Autres preuves. Outre cette « deploration », le recueil des Diverses Poësies contient un Sonet sur les trespas de Mgr de Guise, de Martigues et de Brissac[3], dont le premier est mort en février 1563, le second et le troisième en 1569, une Complainte sur le trespas de J. Grevin, mort en novembre 1570, une Ode trionfale sur l’arrivée d’Elisabeth d’Autriche Royne de France qui eut lieu au mois de mars 1571, une Complainte sur le trespas de M. Claude Despence, mort en 1571, une cinquantaine d’autres pièces, sonnets, odelettes, vœux, épigrammes, chant forestier, qui sont de dates indéterminables. Or Cl. Binet était très jeune quand il écrivit tous ces vers. Cela ressort de la dédicace même du volume « à messire René de Voier, Vicomte de Paulmy, Chevalier de l’ordre du Roy, et Gentilhomme ordinaire de sa Chambre ». J’ai osé, lui dit-il, accompagner les œuvres de La Peruse « d’un petit échantillon de mes

  1. À la suite de son édition des Œuvres de J. de la Peruse. La dédicace est datée du 1er  janvier 1573 (Bibl. Nat., Rés. pYe 295).

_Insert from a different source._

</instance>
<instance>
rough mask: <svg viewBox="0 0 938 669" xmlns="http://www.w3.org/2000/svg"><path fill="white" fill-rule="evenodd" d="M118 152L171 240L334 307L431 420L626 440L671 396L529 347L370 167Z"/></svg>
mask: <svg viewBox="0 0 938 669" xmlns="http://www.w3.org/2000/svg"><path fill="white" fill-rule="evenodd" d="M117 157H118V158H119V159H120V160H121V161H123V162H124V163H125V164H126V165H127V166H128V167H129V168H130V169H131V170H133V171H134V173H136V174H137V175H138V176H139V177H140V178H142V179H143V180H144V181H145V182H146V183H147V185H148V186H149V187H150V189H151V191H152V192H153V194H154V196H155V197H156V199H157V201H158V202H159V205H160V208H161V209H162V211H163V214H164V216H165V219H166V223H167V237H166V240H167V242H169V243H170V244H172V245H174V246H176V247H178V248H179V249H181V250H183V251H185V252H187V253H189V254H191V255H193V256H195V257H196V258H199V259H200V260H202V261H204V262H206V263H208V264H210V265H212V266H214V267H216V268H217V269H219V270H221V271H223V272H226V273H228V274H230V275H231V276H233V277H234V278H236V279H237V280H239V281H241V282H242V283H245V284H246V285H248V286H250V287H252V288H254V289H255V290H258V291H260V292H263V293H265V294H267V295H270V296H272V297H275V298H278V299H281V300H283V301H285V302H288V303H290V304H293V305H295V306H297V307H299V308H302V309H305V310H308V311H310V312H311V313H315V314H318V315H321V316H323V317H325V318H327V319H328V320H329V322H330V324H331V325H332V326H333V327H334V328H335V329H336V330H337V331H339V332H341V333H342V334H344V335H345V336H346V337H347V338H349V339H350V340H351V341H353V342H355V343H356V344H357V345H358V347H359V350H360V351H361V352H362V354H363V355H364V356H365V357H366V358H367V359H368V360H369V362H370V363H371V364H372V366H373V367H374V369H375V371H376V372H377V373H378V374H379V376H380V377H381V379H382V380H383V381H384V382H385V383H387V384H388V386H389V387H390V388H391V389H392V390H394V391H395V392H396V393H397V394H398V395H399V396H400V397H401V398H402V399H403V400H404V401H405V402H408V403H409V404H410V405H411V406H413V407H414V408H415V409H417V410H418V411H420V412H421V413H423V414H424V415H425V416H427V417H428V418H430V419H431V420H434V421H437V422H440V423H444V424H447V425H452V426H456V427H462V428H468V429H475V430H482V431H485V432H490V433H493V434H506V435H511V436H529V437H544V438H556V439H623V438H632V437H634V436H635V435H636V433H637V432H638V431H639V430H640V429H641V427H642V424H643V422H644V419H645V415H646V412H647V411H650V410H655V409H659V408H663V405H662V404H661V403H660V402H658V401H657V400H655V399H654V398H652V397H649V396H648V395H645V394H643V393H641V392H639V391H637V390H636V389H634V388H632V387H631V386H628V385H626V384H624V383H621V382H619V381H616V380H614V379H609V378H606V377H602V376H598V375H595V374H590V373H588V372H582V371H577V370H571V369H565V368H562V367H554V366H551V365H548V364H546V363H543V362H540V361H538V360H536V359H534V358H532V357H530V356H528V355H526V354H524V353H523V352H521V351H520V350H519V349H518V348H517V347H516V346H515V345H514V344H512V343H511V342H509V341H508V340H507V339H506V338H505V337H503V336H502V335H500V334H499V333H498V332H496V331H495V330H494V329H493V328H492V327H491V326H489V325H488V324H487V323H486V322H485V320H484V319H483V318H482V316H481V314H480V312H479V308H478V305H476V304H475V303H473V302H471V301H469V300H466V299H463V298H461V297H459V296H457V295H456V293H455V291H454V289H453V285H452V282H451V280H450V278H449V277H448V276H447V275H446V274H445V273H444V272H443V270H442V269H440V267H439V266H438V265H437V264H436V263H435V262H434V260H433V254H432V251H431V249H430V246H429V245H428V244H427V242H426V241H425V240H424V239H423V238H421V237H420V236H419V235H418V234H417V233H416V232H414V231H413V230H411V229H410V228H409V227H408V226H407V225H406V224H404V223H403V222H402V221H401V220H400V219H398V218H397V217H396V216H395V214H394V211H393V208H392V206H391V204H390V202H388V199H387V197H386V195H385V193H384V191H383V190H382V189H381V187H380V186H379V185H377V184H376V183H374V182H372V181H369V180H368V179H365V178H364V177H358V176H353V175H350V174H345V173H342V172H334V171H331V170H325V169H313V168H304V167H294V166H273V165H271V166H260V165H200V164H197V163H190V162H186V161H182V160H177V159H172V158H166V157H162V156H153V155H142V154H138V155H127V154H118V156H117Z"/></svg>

    J. de la Peruse mourut en 1554. Il n’a donc pas pu être son ami comme le dit Mlle Evers, op. cit., p. 3. Le texte qu’elle cite fait allusion à l’amitié de René de Voier, comte de Paulmy, pour La Peruse.

  2. Ce thrène de Cl. Binet est au recueil des Diverses Poësies. Voici le passage : « Car soit qu’ardent le Digeste ou le Code | Te tinssent en leur sein, | Soit qu’Apollon aux gais bords de Terain | T’empeschât sur une Ode | Ou sur un vers d’une aigre douceur plein, | J’estoy l’objet de ta fureur divine | Et de tes vers sucrez, | Quand tu plantois les vers Lauriers sacrez | En ma tendre poitrine. | Qui verdit or de soucis et regretz »
  3. Martigues est mort au siège de St-Jean-d’Angély (fin de 1569) ; pour Brissac, on peut hésiter entre le maréchal Charles de Cossé-Brissac, mort en 1563, et son fils Timoléon, mort prématurément en avril 1569. Dans tous les cas, le sonnet n’a pu être écrit avant la fin de 1569.